String word = "stackoverflow";

String[] book = new String[9];
book[0] = "st";
book[1] = "ck";
book[2] = "CAG";
book[3] = "low";
book[4] = "TC";
book[5] = "rf";
book[6] = "ove";
book[7] = "a";
book[8] = "sta";

输出应该是2 ，因为我们可以通过两种方式创建"stackoverflow" ：

1： "st" + "a" + "ck" + "ove" + "rf" + "low"

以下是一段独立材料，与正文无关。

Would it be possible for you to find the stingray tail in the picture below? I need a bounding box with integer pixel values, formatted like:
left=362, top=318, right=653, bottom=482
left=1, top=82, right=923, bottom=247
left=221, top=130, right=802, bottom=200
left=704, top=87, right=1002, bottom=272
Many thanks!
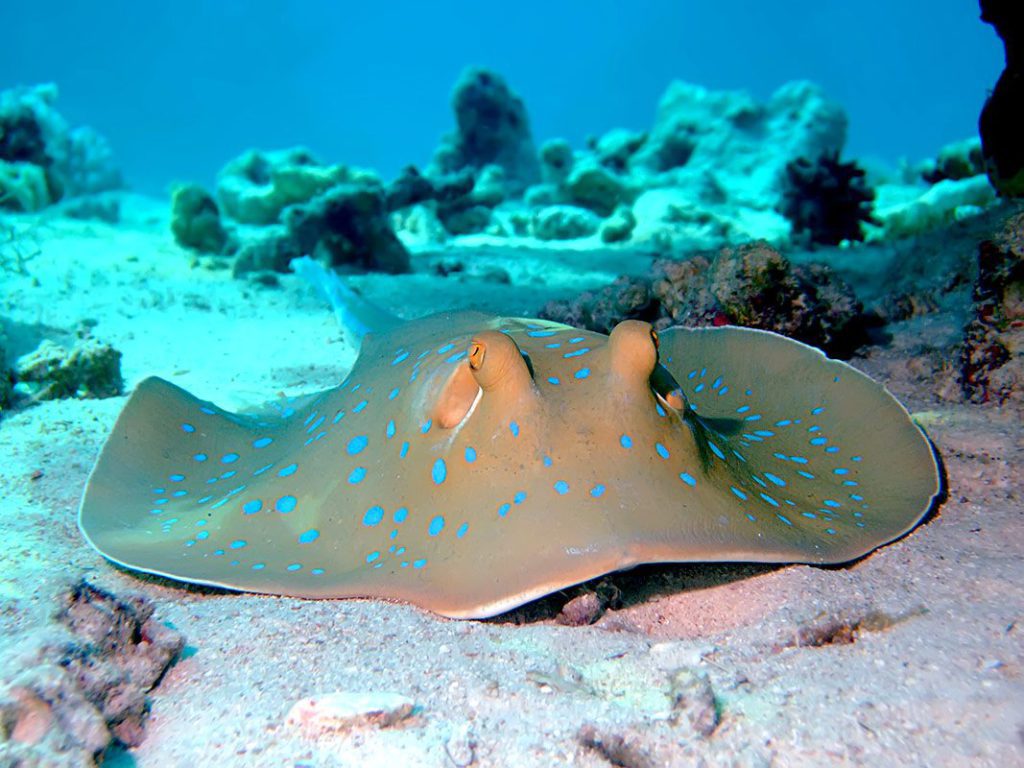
left=289, top=256, right=402, bottom=340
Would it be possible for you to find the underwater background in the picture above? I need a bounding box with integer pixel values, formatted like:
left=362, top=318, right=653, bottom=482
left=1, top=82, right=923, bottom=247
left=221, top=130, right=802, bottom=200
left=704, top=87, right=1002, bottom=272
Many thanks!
left=0, top=0, right=1024, bottom=768
left=0, top=0, right=1002, bottom=193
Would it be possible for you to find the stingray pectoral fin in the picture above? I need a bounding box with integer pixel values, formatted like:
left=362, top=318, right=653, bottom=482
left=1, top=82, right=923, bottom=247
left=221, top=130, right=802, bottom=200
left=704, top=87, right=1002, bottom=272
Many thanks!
left=78, top=378, right=311, bottom=592
left=646, top=328, right=940, bottom=563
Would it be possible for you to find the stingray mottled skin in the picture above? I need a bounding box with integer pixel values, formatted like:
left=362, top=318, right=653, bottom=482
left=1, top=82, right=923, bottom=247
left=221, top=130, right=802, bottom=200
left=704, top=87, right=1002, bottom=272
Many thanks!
left=80, top=312, right=939, bottom=617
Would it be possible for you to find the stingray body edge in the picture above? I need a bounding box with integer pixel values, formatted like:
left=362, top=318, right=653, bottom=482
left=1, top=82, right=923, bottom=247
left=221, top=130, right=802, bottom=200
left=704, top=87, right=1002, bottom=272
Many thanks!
left=79, top=312, right=938, bottom=617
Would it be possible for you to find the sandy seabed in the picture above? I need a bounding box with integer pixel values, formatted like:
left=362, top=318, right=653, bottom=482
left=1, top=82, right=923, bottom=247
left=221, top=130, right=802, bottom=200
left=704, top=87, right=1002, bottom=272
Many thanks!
left=0, top=193, right=1024, bottom=768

2： "sta" + "ck" + "ove" + "rf" + "low"

如果word相对较小（<15 个字符），我的程序实现仅在所需的时间内终止。 然而，正如我之前提到的，程序的运行时间限制为6秒，它应该能够处理非常大的word字符串（> 1000个字符）。 这是一个大输入的例子。

这是我的代码：

1）实际方法：

输入：一个字符串word和一个 String[] book

输出：仅使用 book 中的字符串可以编写单词的方式数

public static int optimal(String word, String[] book){
    int count = 0;

    List<List<String>> allCombinations = allSubstrings(word);

    List<String> empty = new ArrayList<>();

    List<String> wordList = Arrays.asList(book);

    for (int i = 0; i < allCombinations.size(); i++) {

        allCombinations.get(i).retainAll(wordList);

        if (!sumUp(allCombinations.get(i), word)) {
            allCombinations.remove(i);
            allCombinations.add(i, empty);
        }
        else count++;
    }

    return count;
}

2) allSubstrings():

输入：一个字符串input

输出：一个列表列表，每个列表包含加起来为输入的子串的组合

static List<List<String>> allSubstrings(String input) {

    if (input.length() == 1) return Collections.singletonList(Collections.singletonList(input));

    List<List<String>> result = new ArrayList<>();

    for (List<String> temp : allSubstrings(input.substring(1))) {

        List<String> firstList = new ArrayList<>(temp);
        firstList.set(0, input.charAt(0) + firstList.get(0));
        if (input.startsWith(firstList.get(0), 0)) result.add(firstList);

        List<String> l = new ArrayList<>(temp);
        l.add(0, input.substring(0, 1));
        if (input.startsWith(l.get(0), 0)) result.add(l);
    }

    return result;
}

3.) 总结()：

输入：一个字符串列表input和一个expected的字符串

输出：如果input的元素加起来符合expected则为真

public static boolean sumUp (List<String> input, String expected) {

    String x = "";

    for (int i = 0; i < input.size(); i++) {
        x = x + input.get(i);
    }
    if (expected.equals(x)) return true;
    return false;
}

Answer 1

我已经弄清楚我在之前的回答中做错了什么：我没有使用记忆，所以我正在重做大量不必要的工作。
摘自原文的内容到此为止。